C’est pourquoi, si nous nous adressons au Père, c’est le Christ qui prie en nous ; lorsque nous renonçons à quelque chose pour lui, c’est lui qui se trouve derrière cet esprit de détachement ; lorsque nous voulons approcher quelqu’un d’un des sacrements, notre désir apostolique n’est qu’un reflet du zèle de Jésus pour les âmes. Grâce à la bienveillance divine, nos travaux et nos douleurs complètent les travaux et douleurs que le Seigneur a souffert pour son Corps Mystique qu’est l’Eglise. Quelle valeur acquièrent alors le travail, la douleur, les difficultés de chaque jour !
Cet effort ascétique qui, avec l’aide de la grâce, nous conduit à nous identifier de plus en plus avec le Seigneur, doit nous pousser à avoir les mêmes sentiments que le Christ Jésus17 ; et plus nous nous identifions avec lui, plus nous croissons en ce qui concerne notre filiation divine, plus nous sommes — pour le dire d’une certaine façon — enfants de Dieu. Dans la vie humaine on ne peut pas être « plus ou moins enfants » d’un père de la terre : tous les enfants sont égaux en tant qu’enfants : on ne peut qu’être de bons ou de mauvais enfants. Dans la vie surnatuelle, plus nous sommes saints, plus nous sommes enfants de Dieu ; en pénétrant de plus en plus dans l’intimité divine, nous finissons par être non seulement de meilleurs enfants, mais aussi plus enfants. Voilà quel doit être le but de la vie d’un chrétien : une continuelle croissance en filiation divine.

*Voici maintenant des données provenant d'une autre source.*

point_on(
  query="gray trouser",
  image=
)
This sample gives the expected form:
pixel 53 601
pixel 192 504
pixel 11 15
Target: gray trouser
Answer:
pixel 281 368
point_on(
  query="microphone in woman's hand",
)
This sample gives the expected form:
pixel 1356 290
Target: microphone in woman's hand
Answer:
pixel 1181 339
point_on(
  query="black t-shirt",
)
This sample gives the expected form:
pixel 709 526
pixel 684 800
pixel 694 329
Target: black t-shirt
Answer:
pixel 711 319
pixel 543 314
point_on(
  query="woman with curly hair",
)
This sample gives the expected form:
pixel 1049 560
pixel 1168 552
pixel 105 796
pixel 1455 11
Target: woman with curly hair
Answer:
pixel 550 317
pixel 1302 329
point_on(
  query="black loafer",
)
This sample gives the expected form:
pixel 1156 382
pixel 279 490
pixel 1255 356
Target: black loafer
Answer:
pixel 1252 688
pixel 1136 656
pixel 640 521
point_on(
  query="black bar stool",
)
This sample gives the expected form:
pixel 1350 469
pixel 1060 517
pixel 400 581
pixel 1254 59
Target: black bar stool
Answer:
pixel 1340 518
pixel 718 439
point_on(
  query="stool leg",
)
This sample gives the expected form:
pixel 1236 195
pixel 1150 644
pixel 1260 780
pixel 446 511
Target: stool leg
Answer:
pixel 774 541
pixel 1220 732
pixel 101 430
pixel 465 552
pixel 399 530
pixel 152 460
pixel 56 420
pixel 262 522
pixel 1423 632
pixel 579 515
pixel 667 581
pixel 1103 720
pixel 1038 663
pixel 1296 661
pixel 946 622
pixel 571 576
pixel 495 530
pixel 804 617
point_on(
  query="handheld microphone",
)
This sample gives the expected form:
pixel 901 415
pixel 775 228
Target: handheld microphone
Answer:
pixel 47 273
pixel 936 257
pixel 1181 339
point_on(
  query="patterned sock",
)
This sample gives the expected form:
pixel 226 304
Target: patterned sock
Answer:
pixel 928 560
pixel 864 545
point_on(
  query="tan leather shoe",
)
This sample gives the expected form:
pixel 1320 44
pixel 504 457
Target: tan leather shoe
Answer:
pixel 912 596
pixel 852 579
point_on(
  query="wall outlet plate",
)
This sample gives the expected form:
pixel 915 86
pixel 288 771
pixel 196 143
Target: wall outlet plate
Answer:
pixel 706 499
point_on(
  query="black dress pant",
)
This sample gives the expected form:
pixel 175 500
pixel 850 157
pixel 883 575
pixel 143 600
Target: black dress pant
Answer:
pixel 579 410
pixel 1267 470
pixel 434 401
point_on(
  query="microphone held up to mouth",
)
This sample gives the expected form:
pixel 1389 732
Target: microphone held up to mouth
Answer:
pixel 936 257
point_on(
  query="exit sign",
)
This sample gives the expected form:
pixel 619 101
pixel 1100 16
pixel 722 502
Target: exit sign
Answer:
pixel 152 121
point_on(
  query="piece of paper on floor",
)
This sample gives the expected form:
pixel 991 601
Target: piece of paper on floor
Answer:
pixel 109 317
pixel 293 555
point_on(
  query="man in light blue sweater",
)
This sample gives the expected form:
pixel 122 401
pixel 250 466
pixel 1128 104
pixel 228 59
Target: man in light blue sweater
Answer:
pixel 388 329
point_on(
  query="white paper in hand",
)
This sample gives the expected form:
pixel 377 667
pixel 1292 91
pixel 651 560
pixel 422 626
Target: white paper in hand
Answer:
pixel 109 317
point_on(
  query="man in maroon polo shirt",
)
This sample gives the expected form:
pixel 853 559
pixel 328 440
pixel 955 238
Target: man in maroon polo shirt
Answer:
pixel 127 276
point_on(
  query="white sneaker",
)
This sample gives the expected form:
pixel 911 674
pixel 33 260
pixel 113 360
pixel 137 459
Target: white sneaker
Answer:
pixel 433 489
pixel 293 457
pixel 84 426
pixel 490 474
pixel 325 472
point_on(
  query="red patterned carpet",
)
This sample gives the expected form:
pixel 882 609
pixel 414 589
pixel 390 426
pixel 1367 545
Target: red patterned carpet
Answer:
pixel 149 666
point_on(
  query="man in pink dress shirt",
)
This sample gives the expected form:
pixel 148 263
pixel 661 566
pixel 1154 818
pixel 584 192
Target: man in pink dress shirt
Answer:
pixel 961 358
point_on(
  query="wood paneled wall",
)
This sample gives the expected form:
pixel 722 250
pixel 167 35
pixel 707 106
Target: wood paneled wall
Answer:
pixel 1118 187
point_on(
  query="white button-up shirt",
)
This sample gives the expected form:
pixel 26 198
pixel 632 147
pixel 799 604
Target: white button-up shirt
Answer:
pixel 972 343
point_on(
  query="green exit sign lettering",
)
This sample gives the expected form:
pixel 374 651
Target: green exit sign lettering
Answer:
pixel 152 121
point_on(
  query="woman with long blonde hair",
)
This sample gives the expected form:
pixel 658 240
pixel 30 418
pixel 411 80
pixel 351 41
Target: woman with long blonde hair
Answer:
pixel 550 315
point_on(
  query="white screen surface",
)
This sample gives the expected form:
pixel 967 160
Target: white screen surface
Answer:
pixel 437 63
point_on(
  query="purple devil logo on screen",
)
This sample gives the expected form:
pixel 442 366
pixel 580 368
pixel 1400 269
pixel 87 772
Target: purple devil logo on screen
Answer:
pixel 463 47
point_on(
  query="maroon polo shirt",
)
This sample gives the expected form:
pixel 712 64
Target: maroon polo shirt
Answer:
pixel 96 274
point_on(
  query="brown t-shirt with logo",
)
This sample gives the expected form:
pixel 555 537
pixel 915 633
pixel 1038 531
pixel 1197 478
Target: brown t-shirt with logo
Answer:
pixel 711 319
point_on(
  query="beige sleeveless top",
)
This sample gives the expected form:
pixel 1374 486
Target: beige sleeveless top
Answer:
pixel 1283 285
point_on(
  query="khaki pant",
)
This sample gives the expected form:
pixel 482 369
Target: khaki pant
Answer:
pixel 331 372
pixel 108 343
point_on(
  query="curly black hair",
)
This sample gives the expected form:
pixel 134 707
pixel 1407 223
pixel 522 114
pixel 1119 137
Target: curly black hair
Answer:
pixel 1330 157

Notre Mère, Sainte Marie, est le modèle parfait de cette grandeur sublime à laquelle peut arriver la grâce divine quand elle trouve une réponse totale de la part de l’homme. Personne n’a été, mis à part le Christ dans sa très Sainte Humanité, plus près de Dieu qu’Elle ; et aucune créature ne peut arriver à être Fille de Dieu le Père dans la plénitude de sens dans laquelle la très Sainte Vierge l’a été.
Demandons-lui de mettre dans nos âmes l’inquiétude de chercher les enseignements du Saint-Esprit qui nous poussent à imiter Jésus : sous son influence nous ressentirons l’urgence, le besoin ardent de nous tourner vers le Père à tout moment, et spécialement dans la Messe : nous l’invoquerons comme un Père infiniment bon18, en nous unissant au sacrifice de son Fils ; nous oserons le considérer comme Père et l’appeler Abba, précisément parce que nous avons reçu l’Esprit de son Fils qui clame Abba, Père19. C’est lui qui nous fait avoir faim et soif de Dieu et de sa gloire, si évidentes en son Fils incarné. Et le Père est glorifié par notre croissante ressemblance à son Fils Unique : Celui qui peut, par la puissance avec laquelle il agit en nous, faire infiniment plus que tout ce que nous demandons ou concevons20.
01. Première lecture. Années impaires. Ex 3, 1-6 ; 9-12. — 02. Mt 11, 27. — 03. Jn 17, 6. — 04. Cf. Mt 6, 3-4 ; 17-18. — 05. Cf. Mt 5, 44-46. — 06. Cf. Mt 4, 7-8 ; 25-33. — 07. SAINT J. ESCRIVA, Forge, n.240. — 08. 2 P 1, 4. — 09. 1 Jn 3, 1. — 10. SAINT J. ESCRIVA, Amis de Dieu, 150. — 11. Mt 11, 25-26. — 12. Psaume responsoriel. Années impaires. Ps 102, 1-4. — 13. Rom 8, 14. — 14. SAINT JEAN CHRYSOSTOME, Commentaire à l’Épître aux Romains, 13. — 15. Cf. SAINT IRÉNÉE, Contre les hérétiques, V, pref. — 16. Gal 2, 20. — 17. Ph 2, 5. — 18. Cf. MISSEL ROMAIN, Anaphore I. — 19. Gal 4, 6. — 20. Cf. B. PERQUIN, Abba, Père.